I wasn’t a very happy teenager (who is?) and wanted to leave school and home on a young age. I met a great painter (again named Peter!), a very nice and inspiring figure who offered me a room to live in his house. I did and lived a few years there which was a crucial time for the rest of my live. I watched him painting his huge Magic Realism Paintings, listened to his records mainly from the Canterbury Scene and talked and talked about Art & Music. He persuaded me to record my own music which I made possible by using Sound on Sound Technique on Tape recorders and make my own visual art. We did things with photography; we created the most amazing food and well, of course, there were some drugs around. This whole period set the pace in the right direction of what I wanted to do with my life and was so called ‘life changing’.

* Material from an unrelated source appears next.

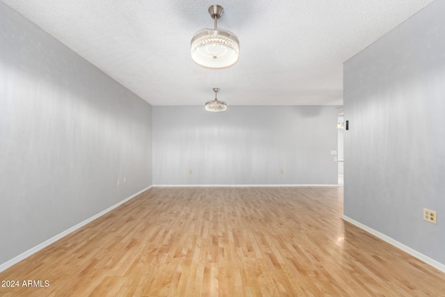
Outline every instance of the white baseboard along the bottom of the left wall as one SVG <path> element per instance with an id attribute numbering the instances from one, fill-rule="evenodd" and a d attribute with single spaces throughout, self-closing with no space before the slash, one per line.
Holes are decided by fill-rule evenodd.
<path id="1" fill-rule="evenodd" d="M 94 216 L 87 218 L 86 220 L 83 220 L 83 222 L 74 225 L 72 227 L 70 227 L 70 229 L 65 230 L 59 234 L 57 234 L 56 236 L 51 237 L 50 239 L 48 239 L 47 241 L 44 241 L 42 243 L 40 243 L 38 246 L 35 246 L 33 248 L 30 248 L 29 250 L 26 250 L 26 252 L 22 252 L 22 254 L 18 255 L 17 257 L 14 257 L 13 259 L 10 259 L 9 261 L 0 264 L 0 272 L 4 271 L 8 268 L 10 268 L 10 266 L 13 266 L 14 264 L 17 264 L 18 262 L 22 261 L 23 259 L 26 259 L 27 257 L 35 254 L 35 252 L 38 252 L 39 250 L 42 250 L 43 248 L 46 248 L 47 246 L 49 246 L 51 243 L 54 243 L 56 241 L 58 241 L 59 239 L 61 239 L 64 236 L 67 236 L 68 234 L 70 234 L 71 232 L 76 231 L 77 229 L 79 229 L 80 227 L 85 226 L 86 224 L 92 222 L 93 220 L 95 220 L 96 218 L 99 218 L 100 216 L 103 216 L 104 214 L 106 214 L 108 211 L 112 211 L 113 209 L 115 209 L 116 207 L 119 207 L 121 204 L 124 204 L 125 202 L 135 198 L 137 195 L 139 195 L 140 193 L 143 193 L 145 191 L 147 191 L 149 188 L 152 188 L 153 186 L 148 186 L 147 188 L 144 188 L 143 190 L 140 190 L 138 193 L 131 195 L 129 198 L 125 198 L 124 200 L 114 204 L 111 207 L 108 207 L 107 209 L 105 209 L 104 211 L 99 212 L 99 214 L 95 214 Z"/>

"For both my visual artwork and my music (and my audio artwork, which is a cumulation of the two disciplines), I think freedom is the necessary basis for creation. Freedom is necessary in a few forms to create art, whether its is audio or visual: freedom to make what you want without any restrictions: and in practice the freedom not to be disturbed by anything from real life such as daily routines like shopping — or having to pay your taxes, etc." (Photo: René van Commenée / All Rights Reserved)

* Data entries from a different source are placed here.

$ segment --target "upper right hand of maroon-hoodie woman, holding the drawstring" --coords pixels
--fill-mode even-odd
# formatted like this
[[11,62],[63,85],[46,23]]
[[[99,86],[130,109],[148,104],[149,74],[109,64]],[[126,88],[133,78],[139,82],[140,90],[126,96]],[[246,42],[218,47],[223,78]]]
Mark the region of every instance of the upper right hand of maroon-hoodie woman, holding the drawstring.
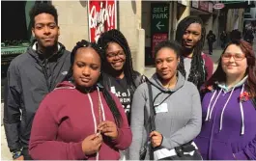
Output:
[[101,134],[116,139],[118,136],[117,125],[113,121],[102,121],[98,126],[98,130]]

What is the impact of music on the socio-cultural implications? How do you want the music to affect people?

Art, whether it’s music, visual, dance, film; any form is important in our lives. Early humans made art already; look at the wall paintings found in caves, or the flutes that were found. I don’t think we can survive without art. There are many people who think they can, a subject more and more heard in society now rightwing politics are becoming stronger and stronger. They think it is a hobby and there should be no more funding from society there. But try imagining a society without art: this also means no music on the radio whilst doing your job! No films on your TV screen! No photographs of your family on the wall! I recently read that there are societies who don’t have a word for art because it simply is incorporated in their lives! I must research more about this, very interesting!

To answer your 2nd question; I think every artist wants to emotionally affect people. This can be in more than one way; I want to touch them deep within but also hope they just enjoy it and it makes them happy; and to drag them out of their daily routine and to take a moment to forget the cruel world outside. At the same time, with my Mr. Averell projects for instance, I try to find new ways of music which stimulate the listener to expand their thoughts and give them the opportunity to take the time to learn what the music is telling them and learn to listen to things they never heard before. Art can take time to be appreciated and to be loved. Love at first site is not always the best!

What are some of the most important lessons you have learned from your experience in the music/art paths?

LISTENING! And again: LISTENING! Technical virtuosity isn’t the most important thing to create good music. If for instance a piece of music asks for one cymbal hit, then this is what the percussionist should do. Clearly, the more technical skills you have the better; the best musicians are the ones who are technically excellent — but they are virtuosos too in listening — and do respect silence. For 12 years I was very serious and dedicated in studying North Indian Classical Music on the Indian Tabla. This was an absolute eye opener in understanding the art of music and rhythm in particular. And even though I don’t really play the Indian Tabla anymore (if you want to do this right, it should be the only thing you do live), but it is still the foundation of the way I think and work in music — and maybe even in my Visual Art.

TELL A STORY!

To keep it with drummers/percussionists, a few examples from musicians who are amazingly good in this and my personal hero’s: Joe Morello, Ferenc Nemeth, Joey Baron, Bill Bruford, Giovanni Hidalgo, Sandip Bhattacharya to name a few.

As stated earlier in this interview it works the same way for me — as I’m telling stories in my mixing and production work.